Today, as I walked into church, a man I don’t know, extended his hand and greeted me. It was this kind of greeting that made me feel truly welcomed. I pondered that handshake for a long time. What made his handshake better than the one by the pastor of the other church as I walked out the door?
I was sitting in my chair feeling invisible again when I asked God, “Why do I feel invisible in church? Why can’t the greeting from that man be enough for me to feel welcome?” And he took me back to that wound of silence. He showed me that I had allowed that wound to scab over. But not only that, I could still feel it and anytime I would start getting involved at church, I would pull back. The wounds of silence go deep. I had to take another step. I had to walk through it.

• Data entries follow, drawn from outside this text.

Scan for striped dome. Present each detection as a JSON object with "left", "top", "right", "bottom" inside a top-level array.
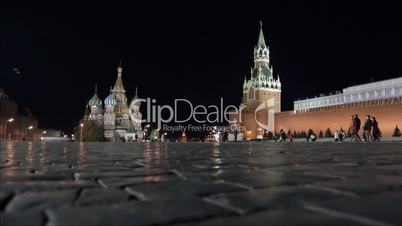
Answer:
[
  {"left": 88, "top": 93, "right": 102, "bottom": 107},
  {"left": 104, "top": 94, "right": 116, "bottom": 106}
]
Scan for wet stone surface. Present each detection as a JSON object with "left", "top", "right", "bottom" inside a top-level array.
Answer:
[{"left": 0, "top": 142, "right": 402, "bottom": 225}]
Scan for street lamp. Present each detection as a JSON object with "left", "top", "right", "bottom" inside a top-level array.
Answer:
[
  {"left": 4, "top": 118, "right": 14, "bottom": 140},
  {"left": 80, "top": 123, "right": 84, "bottom": 142},
  {"left": 25, "top": 126, "right": 33, "bottom": 136}
]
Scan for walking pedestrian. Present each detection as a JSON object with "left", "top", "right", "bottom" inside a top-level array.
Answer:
[
  {"left": 373, "top": 117, "right": 381, "bottom": 141},
  {"left": 355, "top": 114, "right": 362, "bottom": 141},
  {"left": 334, "top": 130, "right": 339, "bottom": 142},
  {"left": 339, "top": 128, "right": 345, "bottom": 142},
  {"left": 363, "top": 115, "right": 373, "bottom": 142}
]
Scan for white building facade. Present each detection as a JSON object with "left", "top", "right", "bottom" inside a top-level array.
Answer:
[{"left": 294, "top": 77, "right": 402, "bottom": 111}]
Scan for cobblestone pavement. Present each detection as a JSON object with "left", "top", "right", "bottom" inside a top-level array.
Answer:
[{"left": 0, "top": 142, "right": 402, "bottom": 225}]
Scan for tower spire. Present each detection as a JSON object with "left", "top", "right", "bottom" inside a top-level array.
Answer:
[{"left": 258, "top": 20, "right": 266, "bottom": 47}]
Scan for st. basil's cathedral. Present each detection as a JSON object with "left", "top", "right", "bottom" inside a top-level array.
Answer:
[{"left": 83, "top": 63, "right": 143, "bottom": 141}]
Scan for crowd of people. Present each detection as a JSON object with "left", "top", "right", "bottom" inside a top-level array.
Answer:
[
  {"left": 274, "top": 114, "right": 381, "bottom": 142},
  {"left": 349, "top": 114, "right": 381, "bottom": 142}
]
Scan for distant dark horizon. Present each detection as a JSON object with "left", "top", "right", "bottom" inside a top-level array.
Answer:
[{"left": 0, "top": 1, "right": 402, "bottom": 131}]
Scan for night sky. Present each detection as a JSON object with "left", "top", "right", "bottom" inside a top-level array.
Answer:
[{"left": 0, "top": 0, "right": 402, "bottom": 131}]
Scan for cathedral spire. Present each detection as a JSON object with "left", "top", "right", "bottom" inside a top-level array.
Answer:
[
  {"left": 113, "top": 60, "right": 124, "bottom": 90},
  {"left": 258, "top": 20, "right": 266, "bottom": 48}
]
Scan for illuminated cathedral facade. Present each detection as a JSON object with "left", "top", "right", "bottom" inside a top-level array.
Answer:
[{"left": 84, "top": 63, "right": 143, "bottom": 141}]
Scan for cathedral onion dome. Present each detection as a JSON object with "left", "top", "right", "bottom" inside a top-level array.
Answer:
[
  {"left": 88, "top": 93, "right": 102, "bottom": 107},
  {"left": 104, "top": 94, "right": 116, "bottom": 106},
  {"left": 88, "top": 85, "right": 102, "bottom": 107},
  {"left": 130, "top": 87, "right": 141, "bottom": 106}
]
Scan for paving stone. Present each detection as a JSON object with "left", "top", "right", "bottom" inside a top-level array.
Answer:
[
  {"left": 207, "top": 186, "right": 344, "bottom": 214},
  {"left": 0, "top": 142, "right": 402, "bottom": 225},
  {"left": 184, "top": 209, "right": 358, "bottom": 226},
  {"left": 75, "top": 188, "right": 130, "bottom": 206},
  {"left": 47, "top": 198, "right": 230, "bottom": 225},
  {"left": 1, "top": 180, "right": 99, "bottom": 193},
  {"left": 128, "top": 180, "right": 246, "bottom": 200},
  {"left": 99, "top": 174, "right": 178, "bottom": 188},
  {"left": 304, "top": 191, "right": 402, "bottom": 225},
  {"left": 6, "top": 190, "right": 78, "bottom": 212},
  {"left": 314, "top": 175, "right": 402, "bottom": 194},
  {"left": 0, "top": 211, "right": 45, "bottom": 226}
]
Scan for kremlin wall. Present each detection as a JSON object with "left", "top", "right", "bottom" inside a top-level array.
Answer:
[
  {"left": 275, "top": 97, "right": 402, "bottom": 137},
  {"left": 229, "top": 25, "right": 402, "bottom": 139}
]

I have to get outside of myself now. I have to stop thinking about how I’m feeling and what my needs are. It’s time for me to rise up — and BE the church to others.
There is no blame to be cast here. Although it would be easy for me to name the church and tell them how they could have done a better job. Forgiveness has taken place already. And now, this is the deal – it has to start with me.
I’ve often been in a place myself where I didn’t know what to say and saying, “I’ll pray for you” felt like it fell far too short. I too have failed to speak. Perhaps we’re so afraid of saying a platitude or the wrong thing, that we just keep silent. But in the silence the words of satan speak the loudest.
Church! You have a voice! Silence the enemy with your words! Words that say,
“We’re standing with you!”
“We believe in you!”
“We will do what needs to be done!”
And if you don’t have words – put your arm around their shoulder and speak the words, “I am here. Let’s go have lunch!”
My prayer going forth, “Lord, speak life into someone’s life, by using words from my mouth.” Speak Life! Silence the Enemy!